No âmbito das pesquisas em Educação Matemática, Tinti e Manrique (2017) realizaram uma análise de seis estudos (dissertações e teses) vinculados ao OBEDUC, os quais utilizaram a Teoria Social da Aprendizagem, de Wenger (1998), a fim de compreender aprendizagem docente em contextos formativos com professores que ensinam matemática. Dentre os seis estudos mapeados, três estão atrelados ao “Grupo de Estudos e Pesquisa sobre a Formação de Professores que Ensinam Matemática”, da Universidade Estadual de Londrina (UEL), sob a coordenação da professora Dra. Márcia Cristina de Costa Trindade Cyrino, e os demais estudos estão associados ao “Grupo de Pesquisa Professor de Matemática: formação, profissão, saberes e trabalho docente”, da Pontifícia Universidade Católica de São Paulo (PUC-SP), cuja coordenação perpassou por vários pesquisadores, mas, atualmente, está sob a responsabilidade das professoras Dra. Ana Lúcia Manrique e Dra. Maria Cristina Souza de Albuquerque Maranhão.

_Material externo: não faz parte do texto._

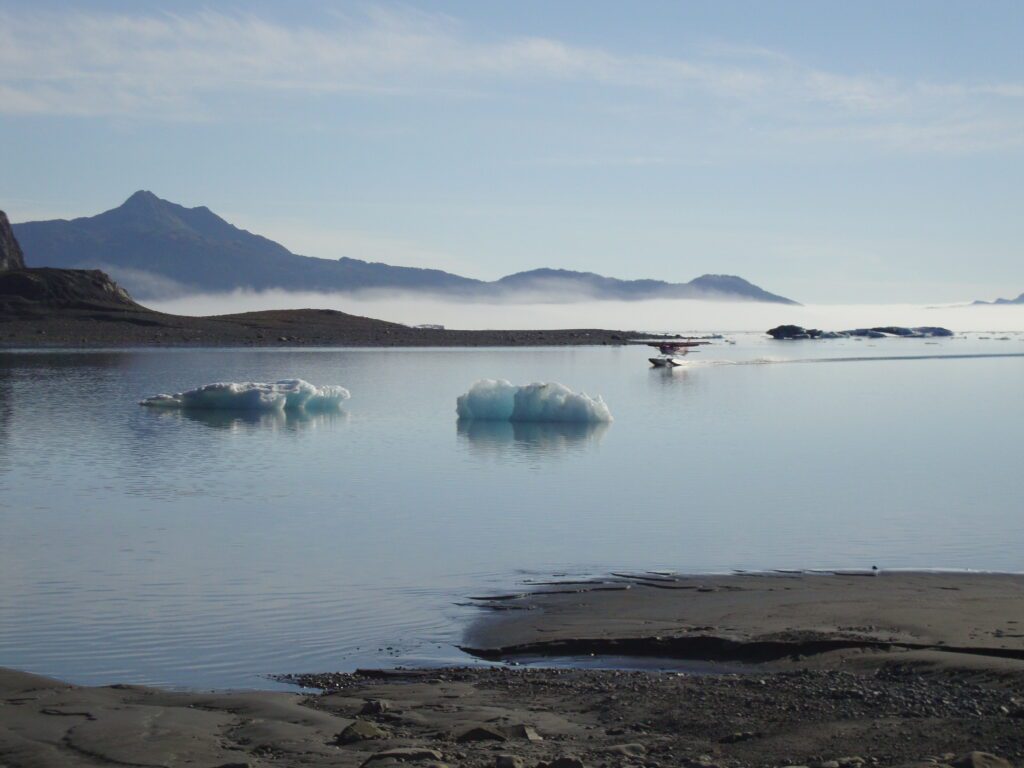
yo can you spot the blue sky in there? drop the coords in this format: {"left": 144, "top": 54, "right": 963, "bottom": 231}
{"left": 1, "top": 0, "right": 1022, "bottom": 303}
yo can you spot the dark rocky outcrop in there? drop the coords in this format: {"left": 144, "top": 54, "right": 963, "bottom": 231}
{"left": 847, "top": 326, "right": 954, "bottom": 338}
{"left": 768, "top": 325, "right": 953, "bottom": 340}
{"left": 766, "top": 325, "right": 842, "bottom": 340}
{"left": 0, "top": 211, "right": 26, "bottom": 272}
{"left": 0, "top": 212, "right": 141, "bottom": 316}
{"left": 0, "top": 267, "right": 141, "bottom": 314}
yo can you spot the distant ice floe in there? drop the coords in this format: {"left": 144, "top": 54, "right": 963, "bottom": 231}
{"left": 456, "top": 379, "right": 612, "bottom": 423}
{"left": 140, "top": 379, "right": 350, "bottom": 412}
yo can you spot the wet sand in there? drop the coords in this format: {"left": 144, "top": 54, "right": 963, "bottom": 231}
{"left": 463, "top": 571, "right": 1024, "bottom": 671}
{"left": 3, "top": 572, "right": 1024, "bottom": 767}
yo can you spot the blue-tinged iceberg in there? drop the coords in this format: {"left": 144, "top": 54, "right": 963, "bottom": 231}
{"left": 456, "top": 379, "right": 612, "bottom": 423}
{"left": 140, "top": 379, "right": 350, "bottom": 412}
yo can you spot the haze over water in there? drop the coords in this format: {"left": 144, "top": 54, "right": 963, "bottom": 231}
{"left": 2, "top": 333, "right": 1023, "bottom": 689}
{"left": 150, "top": 294, "right": 1024, "bottom": 335}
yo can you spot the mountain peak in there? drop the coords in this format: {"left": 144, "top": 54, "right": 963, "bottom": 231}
{"left": 100, "top": 191, "right": 248, "bottom": 243}
{"left": 691, "top": 273, "right": 751, "bottom": 286}
{"left": 120, "top": 190, "right": 164, "bottom": 210}
{"left": 689, "top": 274, "right": 798, "bottom": 304}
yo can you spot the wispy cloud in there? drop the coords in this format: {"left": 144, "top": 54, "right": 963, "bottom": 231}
{"left": 1, "top": 5, "right": 1023, "bottom": 152}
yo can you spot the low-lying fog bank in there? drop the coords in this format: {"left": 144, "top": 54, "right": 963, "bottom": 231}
{"left": 149, "top": 290, "right": 1024, "bottom": 334}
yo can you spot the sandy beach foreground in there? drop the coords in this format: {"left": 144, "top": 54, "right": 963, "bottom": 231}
{"left": 3, "top": 573, "right": 1024, "bottom": 768}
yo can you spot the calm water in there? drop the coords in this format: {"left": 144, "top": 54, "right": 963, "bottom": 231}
{"left": 2, "top": 334, "right": 1023, "bottom": 689}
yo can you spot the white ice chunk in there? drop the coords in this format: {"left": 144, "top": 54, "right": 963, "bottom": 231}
{"left": 140, "top": 379, "right": 350, "bottom": 412}
{"left": 456, "top": 379, "right": 612, "bottom": 423}
{"left": 455, "top": 379, "right": 517, "bottom": 421}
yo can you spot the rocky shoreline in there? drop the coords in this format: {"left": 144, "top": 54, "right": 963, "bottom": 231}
{"left": 4, "top": 572, "right": 1024, "bottom": 767}
{"left": 3, "top": 662, "right": 1021, "bottom": 768}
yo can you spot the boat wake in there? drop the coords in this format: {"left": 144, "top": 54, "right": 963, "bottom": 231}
{"left": 662, "top": 351, "right": 1024, "bottom": 369}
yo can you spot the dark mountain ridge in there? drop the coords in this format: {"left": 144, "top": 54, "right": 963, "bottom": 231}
{"left": 493, "top": 268, "right": 791, "bottom": 303}
{"left": 0, "top": 214, "right": 669, "bottom": 348}
{"left": 14, "top": 191, "right": 798, "bottom": 304}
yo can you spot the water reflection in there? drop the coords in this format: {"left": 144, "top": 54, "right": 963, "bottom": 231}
{"left": 0, "top": 366, "right": 11, "bottom": 475}
{"left": 0, "top": 350, "right": 136, "bottom": 371}
{"left": 457, "top": 419, "right": 609, "bottom": 456}
{"left": 649, "top": 365, "right": 694, "bottom": 385}
{"left": 144, "top": 408, "right": 349, "bottom": 433}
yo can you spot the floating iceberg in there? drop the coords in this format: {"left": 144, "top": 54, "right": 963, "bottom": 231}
{"left": 140, "top": 379, "right": 350, "bottom": 412}
{"left": 456, "top": 379, "right": 612, "bottom": 423}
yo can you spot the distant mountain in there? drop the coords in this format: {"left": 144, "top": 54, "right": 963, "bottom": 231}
{"left": 493, "top": 268, "right": 795, "bottom": 303}
{"left": 14, "top": 191, "right": 798, "bottom": 304}
{"left": 15, "top": 191, "right": 481, "bottom": 299}
{"left": 973, "top": 292, "right": 1024, "bottom": 305}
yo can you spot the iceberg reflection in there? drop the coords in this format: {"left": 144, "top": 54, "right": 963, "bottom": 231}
{"left": 457, "top": 418, "right": 608, "bottom": 456}
{"left": 147, "top": 408, "right": 348, "bottom": 433}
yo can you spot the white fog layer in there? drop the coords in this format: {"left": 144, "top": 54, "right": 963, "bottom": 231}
{"left": 147, "top": 291, "right": 1024, "bottom": 334}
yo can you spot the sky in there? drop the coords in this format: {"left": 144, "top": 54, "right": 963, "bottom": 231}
{"left": 1, "top": 0, "right": 1023, "bottom": 304}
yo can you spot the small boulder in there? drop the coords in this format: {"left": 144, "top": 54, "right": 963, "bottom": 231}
{"left": 457, "top": 725, "right": 507, "bottom": 743}
{"left": 503, "top": 724, "right": 543, "bottom": 742}
{"left": 360, "top": 699, "right": 391, "bottom": 715}
{"left": 497, "top": 757, "right": 525, "bottom": 768}
{"left": 606, "top": 743, "right": 646, "bottom": 757}
{"left": 362, "top": 747, "right": 444, "bottom": 765}
{"left": 951, "top": 753, "right": 1013, "bottom": 768}
{"left": 337, "top": 719, "right": 389, "bottom": 745}
{"left": 720, "top": 731, "right": 757, "bottom": 744}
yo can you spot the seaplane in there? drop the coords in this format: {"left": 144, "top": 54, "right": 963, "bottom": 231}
{"left": 646, "top": 339, "right": 711, "bottom": 367}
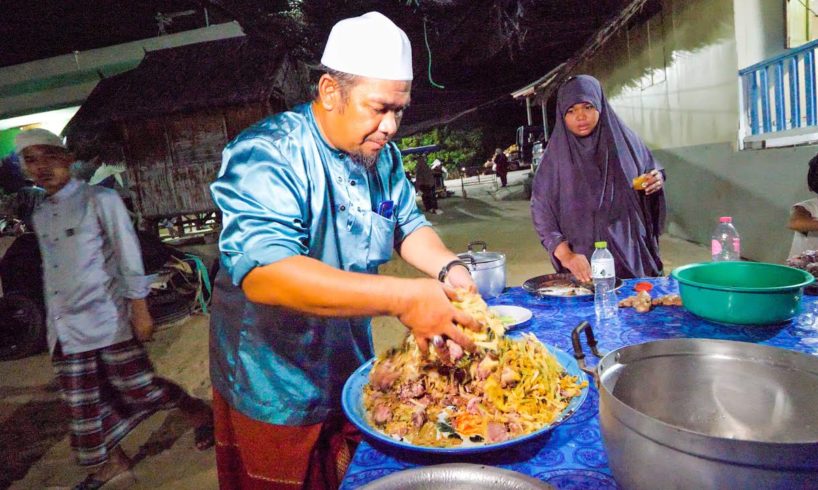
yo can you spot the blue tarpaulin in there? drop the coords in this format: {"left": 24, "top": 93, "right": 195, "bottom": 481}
{"left": 399, "top": 144, "right": 440, "bottom": 156}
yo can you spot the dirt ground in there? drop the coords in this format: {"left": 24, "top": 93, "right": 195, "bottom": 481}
{"left": 0, "top": 170, "right": 710, "bottom": 489}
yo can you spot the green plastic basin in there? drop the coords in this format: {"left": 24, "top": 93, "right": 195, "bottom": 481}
{"left": 670, "top": 262, "right": 815, "bottom": 325}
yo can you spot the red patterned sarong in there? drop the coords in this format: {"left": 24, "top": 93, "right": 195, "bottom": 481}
{"left": 52, "top": 339, "right": 181, "bottom": 466}
{"left": 213, "top": 389, "right": 361, "bottom": 490}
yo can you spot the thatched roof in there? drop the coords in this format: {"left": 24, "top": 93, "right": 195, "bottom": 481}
{"left": 64, "top": 36, "right": 311, "bottom": 148}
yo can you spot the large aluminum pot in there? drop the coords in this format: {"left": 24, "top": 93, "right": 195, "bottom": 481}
{"left": 458, "top": 241, "right": 506, "bottom": 299}
{"left": 571, "top": 322, "right": 818, "bottom": 489}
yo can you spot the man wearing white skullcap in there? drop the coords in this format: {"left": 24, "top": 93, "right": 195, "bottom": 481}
{"left": 15, "top": 128, "right": 215, "bottom": 488}
{"left": 209, "top": 11, "right": 478, "bottom": 488}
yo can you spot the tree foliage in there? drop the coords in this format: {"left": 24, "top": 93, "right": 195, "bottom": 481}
{"left": 399, "top": 126, "right": 484, "bottom": 176}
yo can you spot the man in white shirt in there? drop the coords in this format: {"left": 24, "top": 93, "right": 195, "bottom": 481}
{"left": 16, "top": 128, "right": 214, "bottom": 490}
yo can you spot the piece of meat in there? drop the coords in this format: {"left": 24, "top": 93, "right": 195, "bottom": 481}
{"left": 372, "top": 403, "right": 392, "bottom": 425}
{"left": 411, "top": 406, "right": 427, "bottom": 428}
{"left": 398, "top": 380, "right": 426, "bottom": 400}
{"left": 477, "top": 356, "right": 499, "bottom": 380}
{"left": 486, "top": 421, "right": 509, "bottom": 443}
{"left": 370, "top": 360, "right": 401, "bottom": 391}
{"left": 446, "top": 339, "right": 464, "bottom": 362}
{"left": 466, "top": 396, "right": 482, "bottom": 414}
{"left": 500, "top": 366, "right": 520, "bottom": 388}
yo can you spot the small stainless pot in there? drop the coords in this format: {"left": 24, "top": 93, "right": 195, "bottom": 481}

Os estudos de Rocha (2013), Garcia (2014) e Oliveira (2014) desenvolveram a investigação na mesma CoP, vinculada à UEL, enquanto que os estudos de Silva (2015), Barros (2016) e Tinti (2016) se desenvolveram na mesma CoP, vinculada à PUC-SP. Tinti e Manrique (2017) concluíram que, embora tais pesquisas investigadas tenham sido desenvolvidas em CoPs diferentes, os estudos indicam que os membros se sentiram motivados

a aprender e a compartilhar experiências diversas. Além disso, os autores apontaram que contextos como esses são frutíferos, ao permitir a inserção de professores em espaços formativos que os considerem como protagonistas de sua formação e de sua aprendizagem.

Podemos acrescentar o estudo de Lucena (2014) a esse rol de pesquisas, mapeadas por Tinti e Manrique (2017), ao investigar a aprendizagem docente utilizando a mesma perspectiva teórica. Esse estudo corresponde a uma dissertação, cujo contexto foi o Observatório da Educação Matemática (OEM-BA), sediado na Universidade Federal da Bahia (UFBA). Entretanto, diferentemente dos estudos citados linhas atrás, esse identificou o OEM-BA como um grupo colaborativo, em vez de analisá-lo ou identificá-lo como uma CoP.

Ao utilizar a entrevista como o único procedimento de produção de dados, Lucena (2014) analisou relatos de aprendizagens de oito professores da Educação Básica que participaram do OEM-BA. Seus resultados sugerem que os professores relataram aprendizagens referentes ao OEM-BA e aprendizagens relativas ao exercício da docência. Em relação à primeira, o autor construiu três categorias analíticas, tais como: aprendizagem discursiva (mudanças nos aspectos discursivos dos professores); aprendizagem interativa (mudanças na interação entre os membros) e aprendizagem experiencial (mudanças relacionadas às experiências docentes). Já em relação ao exercício da docência, o autor construiu duas categorias analíticas, a saber: aprendizagem de planejamento (mudanças no ato de planejar as aulas de matemática) e aprendizagem de gestão de sala de aula (mudanças na condução de aulas de matemática).

O contexto do estudo de Lucena (2014) corresponde ao mesmo contexto desta pesquisa. Aqui, contudo, analisamos e assumimos o OEM-BA como uma CoP, articulamos a aprendizagem não apenas a mudanças nas formas de participação, mas também a outros conceitos teóricos, bem como analisamos as oportunidades de aprendizagem para professores que ensinam matemática na Educação Básica, ampliando para outros membros que estão envolvidos, como, por exemplo, pesquisadores e/ou formadores e futuros professores.